口にすることも憚れるような「生理」という言葉に、
伝染病のようなイメージが付きまとい、
初経を迎えてすぐのころは、
自分の血がついたパンツが気持ち悪すぎて、手洗いできず捨てたこともある。
さて、それから20年後。
「生理」は病気でも、恥ずかしいことでもない、
ただ月に一回女性に訪れるちょっと面倒くさい期間である、
(その数日前からちょっと機嫌が悪くなるので要注意)
という認識をしっかりと共有しているフランスの男性、女性たちに囲まれて、
生理中の舞台出演(裸)での愉快な裏話がたくさんあった。
まずは、タンポンの挿入。
普段、使用していない私は、
タンポン装着に非常に苦労する。本番前のストレスが重なればなおさら。
全員ウェディングドレスで始まるオープニング前、
かさばるウェデングドレスをたくし上げて、
タンポンが入らず、トイレで半泣きしていたら、
私よりさらにかさばるウェデングドレスを着た共演者の女優が走ってきて、
「力むと膣が閉まっちゃうから、呼吸してー。吸ってー。吐いてー。」と、トイレの扉越しに指示。
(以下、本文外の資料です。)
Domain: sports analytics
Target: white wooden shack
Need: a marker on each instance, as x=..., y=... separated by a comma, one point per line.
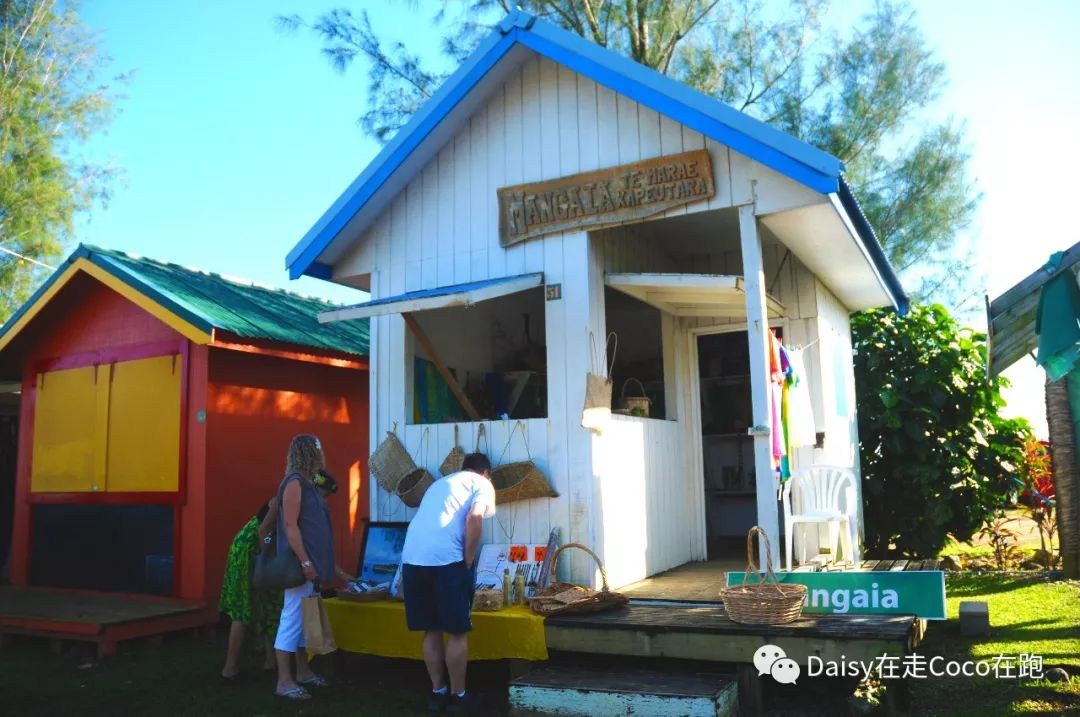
x=780, y=242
「入ったーーーーー!」と叫ぶと、彼女に強く抱きしめられる。
涙で崩れてしまった化粧を直しながら、
ダッシュで舞台袖に戻ると、
女性の衣装さんと男性の技術スタッフが、
ハサミと黒の油性ペンを持って待ってくれている。
タンポンの白いひもが、股から垂れ下がっているので、
それを黒く塗ってから、ちょっと短く切れということらしい。
真剣な顔の二人に思わず、笑ってしまう。
時間はないので、自分の毛の色に合わせて色を塗る。
これで、ようやく集中して、舞台で思いっきり演技ができた。
翌日は、慣れたもので、前日の過程をひとりで淡々とこなし、
共演者への男の子に、
「生理だからちょっと臭うかも」と伝えるという配慮も忘れず、
(「全然気にしないで、俺の汗のが臭いから」とさわやかに返される)
もうこれで完璧と確信して、舞台に出る。
1部後半、下半身に変な感じがすると思いながら、
1部と2部の休憩時間に舞台袖にはけると、
ドレスの下が血まみれになっている。
ホラー映画のようなグロテスクな惨状に、小さな悲鳴をあげる。
オートクチュールの衣装までも血だらけ。
男性の衣装さんが走ってきて、
「人の血ですか?血糊ですか?」と真顔で質問される。
「人の血です!」
「了解しました」と、私の衣装を持って去っていく。
どうやら、血糊と人の血とで使用する洗剤が違うらしい。
私は、このような話を、よく観に来てくれたお客さん(女性でも男性でも)と笑って話すのだが、
日本語だとやはり躊躇してしまうところはある。
日本語で話す「生理」の話に、「下品」「汚い」というイメージが付きまとっているからである。
そんなイメージをぶっ飛ばしてくれた、
最強の本がこちら、スウェーデン初の女性器と生理に関する漫画:
とにかく、絵が最高に可愛い!
フランスやドイツでも大ブームになった本。
タブーとされている言葉を、
あえてどんどん使っていくことで、
読者のタブー意識もどんどん溶かしていく、スマートなギャグ・コミック。
フェミニズムの問題に関して、
男性の意識を変えるのは、
いつだって女性。
生きづらさを感じていないのに、
自分を変えようと思う人なんていない。
でも、私が、その生きづらさもひっくるめて堂々としてれば、
自分の半径1メートルから変わっていく。
だから、私にとっては、
男性が生理に関するネタで笑っても、それはセクハラではなく、歩み寄りです。